The entire automotive sector is eagerly awaiting the decisions regarding Euro 7 regulations.
In this context, the Spanish Member of the European Parliament (MEP) for “Ciudadanos”, Susana Solís, shares the same anticipation as the industry.
Today, the European Parliament will vote on the draft proposal for the regulation that limits pollutant emissions from new vehicles sold in Europe.
Specifically, the goal of this revised Euro 7 regulation proposal is to enable the industry to focus its investments on technologies that will endure until 2035, such as brakes, batteries, or tires.
Here, exclusively for Mobility Portal Europe, the Member of the European Parliament shares her perspective on how the process is unfolding:
What is the first challenge when discussing Euro 7?
Essentially, we started with the point that the proposal from the European Commission was unworkable.
Approving it was a challenge in itself due to the deadlines and requirements, both for passenger cars and heavy vehicles.
So, what goals did you set in your own document?
We sought to strike a balance between improved air quality, affordable mobility, and the stability of the European automotive industry.
For light vehicles, my position as a representative of the liberals is to maintain the Euro 6 test conditions to avoid additional investments in laboratories, adopting the Commission’s limits with a slight modification for vans, with an implementation period of 2 to 3 years.
And what about the heavy segments?
There, we aim to retain the Euro 7 test conditions while seeking a 60% reduction in emissions, setting a 4 to 5-year implementation period.
What about EV in the midst of all this?
The intention is to support durable technologies and avoid diverting investments toward obsolete technologies.
This regulation establishes battery durability, and, along with the Regulation on Alternative Fuels Infrastructure (AFIR), it aims to enhance consumer confidence in EV and make the deployment of electric vehicles a reality in Europe.

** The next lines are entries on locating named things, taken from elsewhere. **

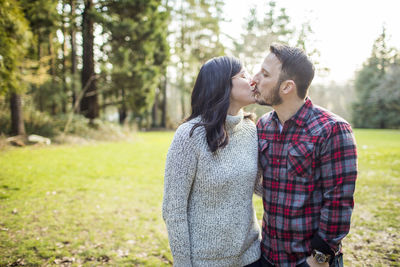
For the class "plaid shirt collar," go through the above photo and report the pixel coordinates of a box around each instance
[272,97,313,127]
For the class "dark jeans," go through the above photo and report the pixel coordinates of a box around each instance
[260,254,343,267]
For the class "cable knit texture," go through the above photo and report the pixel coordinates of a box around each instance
[162,110,261,267]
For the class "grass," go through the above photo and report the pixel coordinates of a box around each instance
[0,130,400,266]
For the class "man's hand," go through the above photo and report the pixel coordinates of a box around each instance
[306,256,329,267]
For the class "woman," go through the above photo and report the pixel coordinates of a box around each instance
[163,57,260,267]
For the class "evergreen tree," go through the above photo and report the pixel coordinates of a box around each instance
[0,0,31,135]
[102,0,169,123]
[171,0,225,118]
[352,28,395,128]
[234,1,294,73]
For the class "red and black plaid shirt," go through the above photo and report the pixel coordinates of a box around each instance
[257,99,357,266]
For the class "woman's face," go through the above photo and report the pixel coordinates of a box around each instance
[231,68,256,107]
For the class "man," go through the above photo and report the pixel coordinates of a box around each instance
[252,45,357,266]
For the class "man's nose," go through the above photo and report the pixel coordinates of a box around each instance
[250,75,258,86]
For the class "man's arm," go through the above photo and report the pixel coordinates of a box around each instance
[311,122,357,256]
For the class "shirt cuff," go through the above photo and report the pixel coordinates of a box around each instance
[311,233,335,258]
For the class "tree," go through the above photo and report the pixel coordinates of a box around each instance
[0,0,31,135]
[101,0,169,124]
[352,27,396,128]
[234,1,294,73]
[171,0,225,118]
[80,0,99,120]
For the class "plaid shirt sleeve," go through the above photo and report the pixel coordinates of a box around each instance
[311,122,357,254]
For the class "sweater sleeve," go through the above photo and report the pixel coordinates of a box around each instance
[162,124,197,266]
[254,163,264,198]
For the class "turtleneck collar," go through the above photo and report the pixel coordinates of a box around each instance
[225,109,244,132]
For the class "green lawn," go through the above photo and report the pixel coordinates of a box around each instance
[0,130,400,266]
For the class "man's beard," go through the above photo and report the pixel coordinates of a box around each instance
[256,81,282,106]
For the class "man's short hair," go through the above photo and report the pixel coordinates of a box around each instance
[270,44,315,99]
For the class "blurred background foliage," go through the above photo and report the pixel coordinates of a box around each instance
[0,0,400,137]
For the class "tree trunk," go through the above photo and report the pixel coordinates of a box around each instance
[61,0,68,113]
[48,33,58,115]
[69,0,79,112]
[151,88,160,127]
[160,73,167,128]
[10,93,25,135]
[118,89,128,125]
[81,0,99,120]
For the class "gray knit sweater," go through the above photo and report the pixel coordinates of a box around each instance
[162,110,261,267]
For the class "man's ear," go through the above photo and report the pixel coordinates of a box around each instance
[281,80,296,94]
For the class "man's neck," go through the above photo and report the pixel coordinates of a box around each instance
[272,99,306,126]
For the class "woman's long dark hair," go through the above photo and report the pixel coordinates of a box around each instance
[185,56,250,152]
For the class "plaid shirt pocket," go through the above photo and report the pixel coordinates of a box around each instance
[287,142,315,178]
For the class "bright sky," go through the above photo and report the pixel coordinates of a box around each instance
[222,0,400,83]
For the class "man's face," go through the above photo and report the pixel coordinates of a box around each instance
[252,53,282,106]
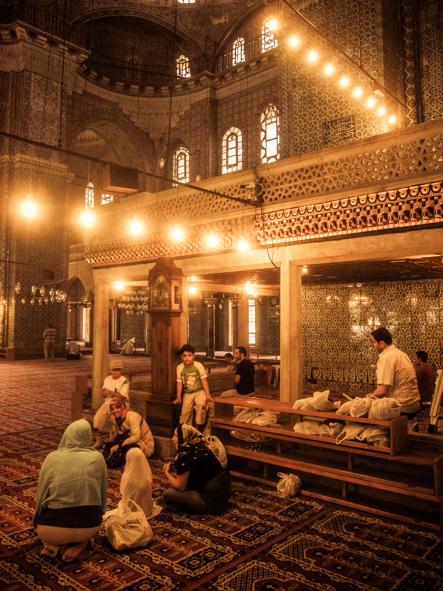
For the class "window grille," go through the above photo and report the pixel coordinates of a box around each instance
[85,183,94,209]
[248,299,256,345]
[176,55,191,78]
[173,148,189,183]
[261,105,280,164]
[261,16,278,53]
[222,127,243,174]
[323,115,357,146]
[232,37,245,66]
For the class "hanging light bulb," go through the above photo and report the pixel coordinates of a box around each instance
[81,205,95,227]
[130,215,143,236]
[308,49,318,64]
[22,193,37,218]
[289,35,300,48]
[269,18,278,31]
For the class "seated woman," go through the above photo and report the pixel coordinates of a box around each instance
[120,447,154,519]
[163,424,231,513]
[109,395,154,458]
[33,419,108,562]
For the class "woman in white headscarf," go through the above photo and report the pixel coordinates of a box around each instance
[120,447,154,519]
[33,419,108,562]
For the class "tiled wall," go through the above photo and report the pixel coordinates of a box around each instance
[303,280,443,392]
[189,279,443,393]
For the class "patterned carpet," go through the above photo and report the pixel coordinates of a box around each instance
[0,358,443,591]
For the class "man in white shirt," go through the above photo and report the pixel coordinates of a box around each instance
[367,328,420,419]
[93,359,129,449]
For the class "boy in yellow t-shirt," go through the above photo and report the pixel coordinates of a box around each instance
[174,344,213,431]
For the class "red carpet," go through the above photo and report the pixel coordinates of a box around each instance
[0,358,443,591]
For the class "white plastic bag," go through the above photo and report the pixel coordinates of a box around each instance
[277,472,301,498]
[318,422,344,438]
[205,435,228,468]
[235,408,260,423]
[105,499,154,550]
[230,431,271,443]
[251,409,277,427]
[292,396,317,410]
[369,398,401,421]
[349,397,372,417]
[312,390,336,412]
[335,421,366,445]
[357,426,389,447]
[337,400,353,416]
[294,421,320,435]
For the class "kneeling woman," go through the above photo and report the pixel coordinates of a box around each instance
[163,424,231,513]
[33,419,108,562]
[109,396,154,458]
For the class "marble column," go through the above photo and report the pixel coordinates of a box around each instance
[205,296,217,359]
[92,281,109,410]
[280,261,303,402]
[230,296,238,352]
[239,293,249,356]
[177,282,189,344]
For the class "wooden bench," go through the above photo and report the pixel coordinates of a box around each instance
[211,396,443,530]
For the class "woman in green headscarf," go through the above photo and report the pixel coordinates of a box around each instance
[33,419,107,562]
[163,424,231,513]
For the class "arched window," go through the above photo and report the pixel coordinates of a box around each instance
[172,148,189,183]
[85,183,94,209]
[261,105,280,164]
[176,55,191,78]
[232,37,245,66]
[261,16,278,53]
[222,127,242,174]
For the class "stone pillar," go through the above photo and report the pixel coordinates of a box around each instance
[92,281,109,410]
[205,297,217,359]
[231,296,238,352]
[280,261,303,402]
[222,298,231,351]
[177,289,189,344]
[238,294,249,356]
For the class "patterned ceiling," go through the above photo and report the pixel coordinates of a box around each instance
[197,256,443,289]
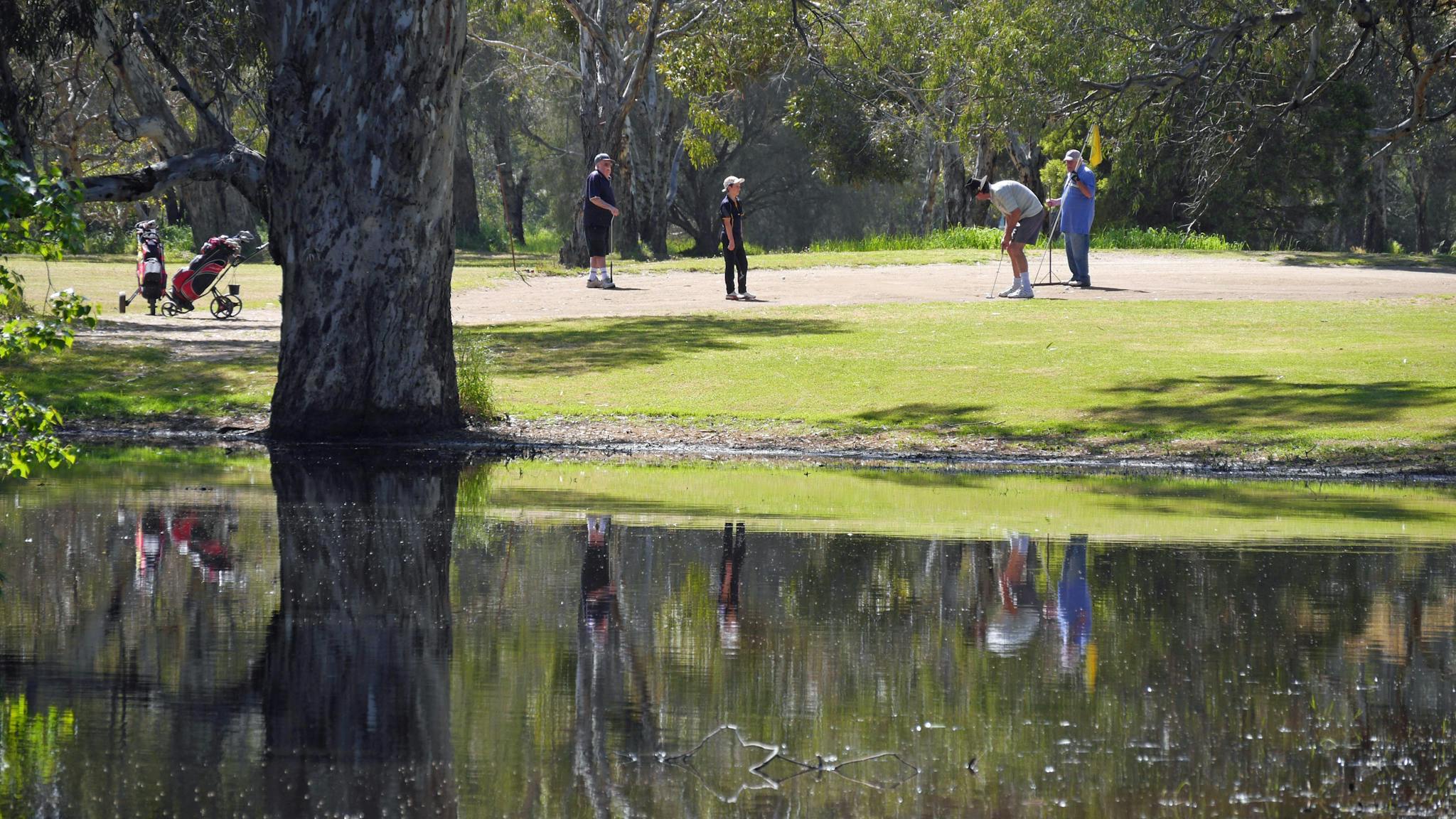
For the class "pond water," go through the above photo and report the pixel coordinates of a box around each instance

It is crucial to ensure the deployment of charging points across the entire European territory, including the placement of public charging points in rural or depopulated areas.
Batteries also have a role in this Euro 7 proposal…
Certainly, for the first time, battery durability is being regulated.
To boost consumer confidence in electric vehicles, we aim to establish better battery performance: Euro 7 must be more demanding in the performance and durability of electric vehicle batteries.
But also, preserving 85% of their charge in the first five years and up to 75% (70% for vans) in the vehicle’s first decade of life.
Do you feel that Spanish support for the automotive and eMobility sector is enough?
In Spain, we have numerous factories producing small and hybrid models that would be at risk of closure with the Commission’s proposal.
That’s why it’s crucial for Spanish MEPs to defend our industry and the thousands of jobs it provides with an Euro 7 that includes realistic test dates and conditions.
We have already formed a majority where consensus, sought by us liberals, has been crucial. But it would be most convenient for Spanish socialists to join this support in the parliamentary vote.
What is Spain’s role in the parliament?
On September 25, the Council adopted its general orientation on the Commission’s proposal. Most states have expressed support for the text proposed by the Spanish Presidency of the Council.
Spain, in particular, takes a majority position and will not influence other states as it must maintain a neutral stance while holding the Presidency.
However, before assuming the Presidency, neither I nor many of my colleagues were clear about Spain’s position.
I have repeatedly called on the Government and the Ministry to adopt a clear position and move away from the ambiguity they had been maintaining.
Are there specific cases that demonstrate this?
The clearest example was the presentation of the letter against the Commission’s proposal, signed by countries such as France, Italy, or the Czech Republic, indicating that the continuity of many factories and, therefore, the entire sector was seriously at risk.
Despite its strong automotive industry, Spain did not sign.
Looking ahead to today’s votes, what do you expect to see?
Regarding the parliamentary position on Euro 7, our goal is to have the widest possible majority.
We want to reach a consensus between the liberal group, the European People’s Party, and the Conservatives for the vote in the environmental committee and in the Plenary.
I can’t predict the future or anticipate changes, but I hope that this consensus remains a possible reality.
And if there are changes?
I hope the final regulation doesn’t change much from what was adopted in Parliament, as we are aiming for a balance between citizens, industry, and the environment.
What is the parliamentary path that Euro 7 must follow?
The approval of Euro 7 is following the usual legislative process in European institutions.
The European Commission presented its initial proposal in November 2022, consolidating emission objectives for light and heavy motor vehicles in a single legal act, objectives that were previously regulated in different regulations.
Subsequently, we, the members of the European Parliament’s Environment Committee (ENVI), negotiated for months on the initial proposal to propose amendments to the text and vote on it in the environmental committee today and in the Plenary next month.
How has this process been experienced?
As a liberal group MEP, I have the honor and responsibility of being the only Spanish negotiator in Euro 7, and I can say that it has not been a straightforward process.
During the negotiations, diverse blocs have been formed, and my role has been to seek the broadest consensus possible among all, always taking into account the interests of the Spanish industry.